12

I'm typesetting a book in French, and I noticed that diacritics broke the search function of Adobe reader. For example, if I write "Numérotation" in my latex document, then Adobe Reader won't find any matches for either "Numerotation" or "Numérotation", since the accent sign is written to the pdf document separately from the "e".

Similarly, if I write "Affect", then Adobe reader won't find any matches for "Affect" : both "f"s are contracted into one character.

How can I ensure that the pdfs generated by pdflatex are fully searchable?

EDIT: Some clarifications:

Thanks for the answers. I currently have two packages loaded :

\usepackage[T1]{fontenc}
\usepackage{ae,aecompl,aeguill}

Adding \usepackage{cmap} doesn't help. Removing ae does help, but the the fonts are bitmap ones, and look terrible.

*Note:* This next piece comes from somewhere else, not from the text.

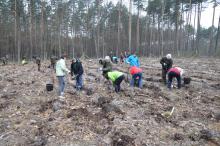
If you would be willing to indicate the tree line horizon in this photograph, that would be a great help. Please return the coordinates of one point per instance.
(94, 28)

Final note: removing ae doesn't solve the double-f (ff) problem.

Clément
  • 4,004

2 Answers2

12

Fonts in OT1 encoding make up accented characters by combining two glyphs, so they won't be recognized as such. If you have the CM-Super fonts, then

\usepackage[T1]{fontenc}

will suffice. If you don't have the CM-Super fonts and are stuck with the bitmaps generated by Metafont, then

\usepackage{cmap}

before the other declaration will do. Also the Latin Modern fonts have the correct CMAP entries in the font files, so the glyphs will be recognized by the PDF reader (and they are Type1 fonts). Most font families should give no problems, provided they have Type1 font files and T1 encoding is used.

Other encodings such as T2x (x can be A, B, or C) can suffer from the same problem and the cure is the same: declaring the encoding and ensuring that the font files are Type1. No problem (at least in the majority of cases) when OpenType fonts are used with XeLaTeX or LuaLaTeX.

egreg
  • 1,121,712
3

Since nobody mentioned it yet: Using XeLaTeX or LuaLaTeX properly would also solve this since you would then use Unicode. I sincerely recommended this.